Отец известил меня о своем решении письмом, которое я нашла у себя на кровати. В нем он давал мне полный отчет о своих действиях, о проведенных переговорах, об условиях передачи в собственность, о том, какие оплаты произведены в налоговой службе и как я смогу получить деньги, которые позволят мне платить налоги и оплачивать расходы по содержанию дома, жалованье слуг и прочее, что положено мне по долгу владелицы собственности. Письмо возымело на меня уничижительное действие: я была семнадцатилетней девчушкой, а мир навалился на меня, полностью раздавив. В письме все было просчитано до миллиметра, все досконально выверено: до достижения совершеннолетия мне оставалось еще почти четыре года, и во избежание проблем с опекунством, которое он хотел возложить на своего брата, он распорядился таким образом, что коль скоро я была сиротой и владелицей собственности, я могла рассматриваться как совершенно свободная личность.
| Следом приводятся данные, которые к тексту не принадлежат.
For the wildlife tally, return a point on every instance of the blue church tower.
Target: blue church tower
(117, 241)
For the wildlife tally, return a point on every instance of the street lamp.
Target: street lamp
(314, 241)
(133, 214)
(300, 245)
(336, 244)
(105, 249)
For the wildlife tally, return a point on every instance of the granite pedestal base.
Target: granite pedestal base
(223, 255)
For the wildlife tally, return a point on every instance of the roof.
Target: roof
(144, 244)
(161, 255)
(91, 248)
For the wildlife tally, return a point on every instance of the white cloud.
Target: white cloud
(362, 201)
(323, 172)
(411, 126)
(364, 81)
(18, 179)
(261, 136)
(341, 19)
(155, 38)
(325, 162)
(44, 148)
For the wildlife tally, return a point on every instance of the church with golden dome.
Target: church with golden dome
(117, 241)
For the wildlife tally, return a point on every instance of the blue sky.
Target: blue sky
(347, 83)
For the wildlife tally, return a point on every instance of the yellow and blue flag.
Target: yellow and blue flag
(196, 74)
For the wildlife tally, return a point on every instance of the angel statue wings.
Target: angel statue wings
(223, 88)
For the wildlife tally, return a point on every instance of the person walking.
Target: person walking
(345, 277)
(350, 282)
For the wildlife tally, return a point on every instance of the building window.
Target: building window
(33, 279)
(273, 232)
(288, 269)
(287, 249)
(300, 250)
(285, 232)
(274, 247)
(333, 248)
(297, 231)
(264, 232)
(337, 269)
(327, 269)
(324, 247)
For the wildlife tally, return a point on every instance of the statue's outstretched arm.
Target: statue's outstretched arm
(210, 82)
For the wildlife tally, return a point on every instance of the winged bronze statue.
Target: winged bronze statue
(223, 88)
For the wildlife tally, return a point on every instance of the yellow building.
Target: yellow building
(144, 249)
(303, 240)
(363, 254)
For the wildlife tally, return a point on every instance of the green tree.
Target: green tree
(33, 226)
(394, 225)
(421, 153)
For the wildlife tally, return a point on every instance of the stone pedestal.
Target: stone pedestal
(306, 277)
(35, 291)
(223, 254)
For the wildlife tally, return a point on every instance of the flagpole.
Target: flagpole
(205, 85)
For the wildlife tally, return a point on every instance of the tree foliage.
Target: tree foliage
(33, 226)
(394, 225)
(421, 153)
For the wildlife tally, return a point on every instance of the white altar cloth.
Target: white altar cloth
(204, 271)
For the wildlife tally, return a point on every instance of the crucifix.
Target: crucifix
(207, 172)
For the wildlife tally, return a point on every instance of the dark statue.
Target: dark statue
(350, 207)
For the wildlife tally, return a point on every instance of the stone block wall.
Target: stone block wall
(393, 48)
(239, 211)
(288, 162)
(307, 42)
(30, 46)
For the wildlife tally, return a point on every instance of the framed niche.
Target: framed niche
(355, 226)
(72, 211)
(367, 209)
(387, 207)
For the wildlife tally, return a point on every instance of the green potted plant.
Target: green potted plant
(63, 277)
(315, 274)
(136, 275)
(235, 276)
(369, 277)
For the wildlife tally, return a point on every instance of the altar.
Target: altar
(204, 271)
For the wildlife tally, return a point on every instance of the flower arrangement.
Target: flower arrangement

Я не очень хорошо разобралась, что означал весь этот юридический язык, я и сейчас не до конца его понимаю. Мое беспокойство было вызвано тоном письма, равнодушием наполнявших его цифр, самим тем фактом, что всю эту лавину новостей мне сообщали письмом. Я горько заплакала. Чем больше я читала, тем более обделенной отцовской любовью я себя чувствовала: мне вручались не только дом и прочая недвижимость в П., но и почти все наследственное имущество отца, а кроме того, мне обещали в самый короткий срок уладить дела с наследством со стороны матери. Я почувствовала себя отлученной, изгнанной из того золотого времени, в котором жила до сих пор, и я заплакала, как плакала два месяца тому назад. Я плакала по своей матери, я взывала к ней. Я вдруг повзрослела и ожесточилась совершенно ужасным образом и дошла до того, что стала проклинать своего отца. Пребывание в доме Педро казалось мне теперь коварной западней, подстроенной ими, чтобы отвлечь меня, и я едва сдержала желание позвать своего дядю, чтобы он облегчил всю ту боль, что переполняла меня. Я даже думала о том, чтобы поджечь дом, покончить жизнь самоубийством или пустить все наследство на путешествия и распутную жизнь; я перечитала письмо сотни раз, пока не выучила его наизусть и не поняла наконец, что это было вовсе не письмо, а документ, из которого нельзя все же изъять любовь, собственноручное завещание, скрытое за формальными нотариальными распоряжениями, и что с его помощью мой отец шел ко мне путями, о существовании которых я и не догадывалась.